Heartstrings sufficiently pulled (he offered his wedding ring! there are kids in the van!) I offer him ten dollars, telling him he can just take it and I’ll be on my way. After all, I really want to see the new Homeland. “But I need $26 for the gas.” He has a point: if the gas can is $26, what good is ten? He starts showing me cuts on his hands and telling me if he can’t get the gas can, he doesn’t know how he’ll push his van all the way to the station.
This is when I flash back to probably ten years ago, standing at the ticket counter in the Tel Aviv airport and needing $200 to change my ticket, but having no cash because my bank had frozen my ATM card thinking someone had stolen it for an Israeli joy ride. Just as I thought I was stuck in the Holy Land forever (not really such a bad deal, is the truth), a yeshiva bocher behinds me offers to lend me the money if I’ll send him a check once I’m home. After he received my reimbursement (along with a gracious note), he e-mailed me to say thanks – his friends told him he’d never see that money again.
“Fine,” I tell the blue-collar desperado, feeling like I owe it to the universe.
“Thank you! Here, take my wedding ring,” and he starts trying to pull it off, even sticking his finger in his mouth for lubrication.
“That’s okay, I don’t feel comfortable taking your wedding ring. I’ll take your phone.” He pulls out two phones, hands me one. I think nothing of the fact that he keeps the smartphone and hands me the shit phone. I just assume it has something to do with his van business.
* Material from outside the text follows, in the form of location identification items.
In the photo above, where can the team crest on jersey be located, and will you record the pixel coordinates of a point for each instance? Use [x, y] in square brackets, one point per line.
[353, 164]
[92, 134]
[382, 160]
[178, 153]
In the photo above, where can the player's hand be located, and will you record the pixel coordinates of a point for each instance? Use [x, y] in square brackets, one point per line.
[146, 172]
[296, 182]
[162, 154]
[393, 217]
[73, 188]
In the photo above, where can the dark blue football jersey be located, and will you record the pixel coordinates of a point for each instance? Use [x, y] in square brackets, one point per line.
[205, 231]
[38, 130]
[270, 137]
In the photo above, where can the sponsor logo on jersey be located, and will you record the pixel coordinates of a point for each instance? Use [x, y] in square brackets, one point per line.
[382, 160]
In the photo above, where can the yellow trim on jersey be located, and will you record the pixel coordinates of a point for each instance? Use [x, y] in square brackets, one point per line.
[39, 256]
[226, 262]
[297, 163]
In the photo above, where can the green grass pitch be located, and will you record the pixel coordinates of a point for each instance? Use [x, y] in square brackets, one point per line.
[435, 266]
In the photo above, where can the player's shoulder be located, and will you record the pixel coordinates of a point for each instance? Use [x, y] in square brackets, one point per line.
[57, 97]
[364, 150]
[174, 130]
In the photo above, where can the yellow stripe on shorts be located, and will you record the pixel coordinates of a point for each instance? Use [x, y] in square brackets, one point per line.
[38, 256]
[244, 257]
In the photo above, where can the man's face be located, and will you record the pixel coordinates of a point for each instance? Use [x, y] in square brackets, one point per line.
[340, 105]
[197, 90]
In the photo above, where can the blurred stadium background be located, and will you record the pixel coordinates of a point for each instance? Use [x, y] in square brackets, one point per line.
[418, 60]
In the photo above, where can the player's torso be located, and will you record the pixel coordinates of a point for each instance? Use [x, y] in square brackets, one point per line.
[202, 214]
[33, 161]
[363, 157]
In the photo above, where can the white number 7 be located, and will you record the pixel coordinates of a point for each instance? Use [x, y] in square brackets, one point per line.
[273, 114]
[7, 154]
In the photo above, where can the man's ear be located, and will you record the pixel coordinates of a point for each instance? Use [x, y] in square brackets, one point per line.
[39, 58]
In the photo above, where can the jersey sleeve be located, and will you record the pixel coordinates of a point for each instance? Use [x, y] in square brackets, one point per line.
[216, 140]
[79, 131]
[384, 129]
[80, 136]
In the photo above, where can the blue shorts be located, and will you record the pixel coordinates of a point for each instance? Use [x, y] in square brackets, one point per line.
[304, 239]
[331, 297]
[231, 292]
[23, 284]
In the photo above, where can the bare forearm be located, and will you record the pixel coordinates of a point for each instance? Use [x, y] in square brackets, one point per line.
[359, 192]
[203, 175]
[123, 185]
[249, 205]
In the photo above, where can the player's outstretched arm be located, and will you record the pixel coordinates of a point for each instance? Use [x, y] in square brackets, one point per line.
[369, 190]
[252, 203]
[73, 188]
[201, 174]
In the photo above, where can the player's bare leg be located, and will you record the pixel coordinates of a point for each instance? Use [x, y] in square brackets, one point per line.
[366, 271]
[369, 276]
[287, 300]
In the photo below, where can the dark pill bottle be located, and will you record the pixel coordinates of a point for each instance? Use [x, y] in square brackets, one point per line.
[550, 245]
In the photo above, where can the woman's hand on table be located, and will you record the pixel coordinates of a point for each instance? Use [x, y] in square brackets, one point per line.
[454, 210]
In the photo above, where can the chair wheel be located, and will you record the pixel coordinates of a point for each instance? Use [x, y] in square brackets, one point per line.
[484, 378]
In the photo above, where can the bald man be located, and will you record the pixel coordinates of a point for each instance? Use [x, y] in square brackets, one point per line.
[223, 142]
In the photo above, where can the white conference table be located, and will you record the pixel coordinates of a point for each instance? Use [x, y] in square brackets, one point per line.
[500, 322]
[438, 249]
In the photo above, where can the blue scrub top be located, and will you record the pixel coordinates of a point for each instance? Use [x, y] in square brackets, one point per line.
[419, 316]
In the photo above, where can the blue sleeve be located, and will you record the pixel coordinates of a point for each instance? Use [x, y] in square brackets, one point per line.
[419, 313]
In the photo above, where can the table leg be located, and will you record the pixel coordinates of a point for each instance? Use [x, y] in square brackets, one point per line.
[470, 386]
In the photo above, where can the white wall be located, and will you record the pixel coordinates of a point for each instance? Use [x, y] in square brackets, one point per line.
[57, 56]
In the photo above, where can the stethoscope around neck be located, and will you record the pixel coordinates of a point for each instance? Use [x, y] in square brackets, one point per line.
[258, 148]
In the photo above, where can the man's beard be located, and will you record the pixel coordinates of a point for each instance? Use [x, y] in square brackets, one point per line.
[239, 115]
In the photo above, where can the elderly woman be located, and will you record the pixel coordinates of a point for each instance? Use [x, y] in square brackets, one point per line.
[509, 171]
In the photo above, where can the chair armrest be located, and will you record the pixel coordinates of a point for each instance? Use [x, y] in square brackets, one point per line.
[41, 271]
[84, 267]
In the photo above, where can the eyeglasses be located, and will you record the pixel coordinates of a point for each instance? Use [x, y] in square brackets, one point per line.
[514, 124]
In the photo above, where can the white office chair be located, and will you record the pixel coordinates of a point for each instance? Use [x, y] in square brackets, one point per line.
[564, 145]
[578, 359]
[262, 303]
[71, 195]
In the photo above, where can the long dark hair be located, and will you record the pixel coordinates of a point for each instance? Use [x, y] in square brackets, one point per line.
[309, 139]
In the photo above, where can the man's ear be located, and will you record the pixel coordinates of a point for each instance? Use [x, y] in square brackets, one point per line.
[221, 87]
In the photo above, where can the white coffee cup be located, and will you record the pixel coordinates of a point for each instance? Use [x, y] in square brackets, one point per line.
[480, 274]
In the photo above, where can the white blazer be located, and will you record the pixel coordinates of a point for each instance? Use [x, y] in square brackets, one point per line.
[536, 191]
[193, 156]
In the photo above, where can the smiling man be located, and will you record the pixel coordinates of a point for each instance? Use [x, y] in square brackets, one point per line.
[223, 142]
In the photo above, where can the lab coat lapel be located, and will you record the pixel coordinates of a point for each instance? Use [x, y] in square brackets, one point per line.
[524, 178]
I pull out thirty of my hard-earned dollars, and he tells me to wait on the corner. At this point I am still annoyed at the delay in my juice-and-Homeland plans. I’m standing around. I’m liking things on Instagram. But then. Then I think, “Hey, who’s with the kids?” I turn around and the van is gone. I pull out the phone, thinking maybe I could call “Home” or “Mom” or someone that can help me track this guy down. The phone is a fake. The screen is a sticker. The flip on the phone doesn’t even work. “Floor Sample, Not For Resale” it says on the back.
And then I realize. I have just been scammed. I call 311, blame Bill de Blasio for the city’s immediate turn into a depraved crime den, and ask the operator to connect me to the local police precinct. I dial the button for “Crime Prevention.” I get an answering machine and leave a message along the lines of, “Well, I was calling to report a crime, but since nobody is answering, thanks for fucking nothing.” I do not leave my name or number. My money is gone; it will not be recovered.
A week later, my roommate (remember, I’m poor – I live in a tiny East Village 2.25 bedroom with two roommates and two dogs) tells me a short, white, creepy-looking bald guy tried to run the same scam on her friend Annie on 7th Street, offering up his phone as collateral. I asked Annie about it a couple of days ago. “Yeah, I just kept walking,” she said.
Good choice, Annie. Maybe that’s why you have a real job, and as my parents like to remind me, I do not.